My neck craned as I tried to discern more of the buildings and their strange facades. “What do the pipes carry?”
“Gas,” he said. “Water.”
I shook my head in wonder. “Simple Crafters, you said.”
He only nodded.
“What of your police?” I asked, for every town had government-instated police. “Or the Scribblers?”
“We’re a small town, miss. We’ve only ever had the one Scribbler. A handful of police.”
“And you aren’t worried someone will recognize me? That they might turn me in to authorities? There’s a price on my head, Mr. Colson.”
“Patrick,” he corrected. “And no, I’m not worried.”
“No.” I grimaced. “Because you run this town.”
A huff of mirth escaped his lips. He clicked his tongue as he looked over at me with those unnaturally clear crystal-blue eyes. “No one runs us. You don’t listen much, do you?”
He crossed the street then, whistling to Isaiah.

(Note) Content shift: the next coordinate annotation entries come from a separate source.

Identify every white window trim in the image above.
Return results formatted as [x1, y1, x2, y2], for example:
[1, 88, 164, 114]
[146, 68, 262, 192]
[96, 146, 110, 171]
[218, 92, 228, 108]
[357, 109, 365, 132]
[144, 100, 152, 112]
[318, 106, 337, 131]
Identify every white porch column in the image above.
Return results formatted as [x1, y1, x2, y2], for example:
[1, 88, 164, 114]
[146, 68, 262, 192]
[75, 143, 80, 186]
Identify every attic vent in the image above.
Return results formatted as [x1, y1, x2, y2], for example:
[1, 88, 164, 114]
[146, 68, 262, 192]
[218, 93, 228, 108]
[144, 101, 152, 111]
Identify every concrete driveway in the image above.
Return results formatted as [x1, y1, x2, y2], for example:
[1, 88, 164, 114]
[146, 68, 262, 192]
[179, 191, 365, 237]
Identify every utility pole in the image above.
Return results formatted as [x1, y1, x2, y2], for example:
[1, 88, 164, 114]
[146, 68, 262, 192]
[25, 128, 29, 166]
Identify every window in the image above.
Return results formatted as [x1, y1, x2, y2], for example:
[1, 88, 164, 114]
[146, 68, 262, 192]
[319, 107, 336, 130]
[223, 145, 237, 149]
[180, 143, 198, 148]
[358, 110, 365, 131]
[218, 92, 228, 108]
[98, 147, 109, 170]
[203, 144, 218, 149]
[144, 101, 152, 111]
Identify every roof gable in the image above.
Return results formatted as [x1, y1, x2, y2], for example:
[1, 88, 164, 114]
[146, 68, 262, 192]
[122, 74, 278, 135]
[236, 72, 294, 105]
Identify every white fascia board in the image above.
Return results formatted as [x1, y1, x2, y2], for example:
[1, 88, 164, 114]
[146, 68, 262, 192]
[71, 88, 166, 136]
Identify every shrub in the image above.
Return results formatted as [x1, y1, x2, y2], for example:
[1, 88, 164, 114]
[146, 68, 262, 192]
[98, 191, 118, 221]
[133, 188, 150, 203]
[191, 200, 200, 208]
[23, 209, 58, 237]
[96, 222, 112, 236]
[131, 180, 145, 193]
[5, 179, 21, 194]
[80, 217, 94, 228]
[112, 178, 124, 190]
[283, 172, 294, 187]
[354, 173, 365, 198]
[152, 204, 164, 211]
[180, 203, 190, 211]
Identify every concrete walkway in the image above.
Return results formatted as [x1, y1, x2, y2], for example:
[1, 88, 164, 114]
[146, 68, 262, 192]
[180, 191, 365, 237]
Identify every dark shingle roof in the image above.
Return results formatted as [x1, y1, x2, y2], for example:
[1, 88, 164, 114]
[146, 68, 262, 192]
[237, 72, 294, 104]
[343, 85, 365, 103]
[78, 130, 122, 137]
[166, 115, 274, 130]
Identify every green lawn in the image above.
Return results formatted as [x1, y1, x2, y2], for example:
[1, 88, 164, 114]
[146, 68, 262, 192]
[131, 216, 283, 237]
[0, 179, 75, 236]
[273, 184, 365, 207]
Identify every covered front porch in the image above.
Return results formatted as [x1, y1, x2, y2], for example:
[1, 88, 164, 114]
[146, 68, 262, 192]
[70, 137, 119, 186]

He walked purposefully toward a tall, teetering building, its many windows alight.
The sign hanging above the door read COLSON & SONS .
Patrons spilled out onto the street, wobbling as they walked.
A cat slipped through the swinging door and disappeared inside.
Above, floors of windows wavered higher than the other town houses.
I panted as I reached Patrick’s side again. Lord, but my head pounded. “Surely you’re not an innkeeper as well as a gangster?”
He caught the door as it swung open once more, two women holding fast to each other stumbling out. He waited for them to pass, then said to me, “In you get.”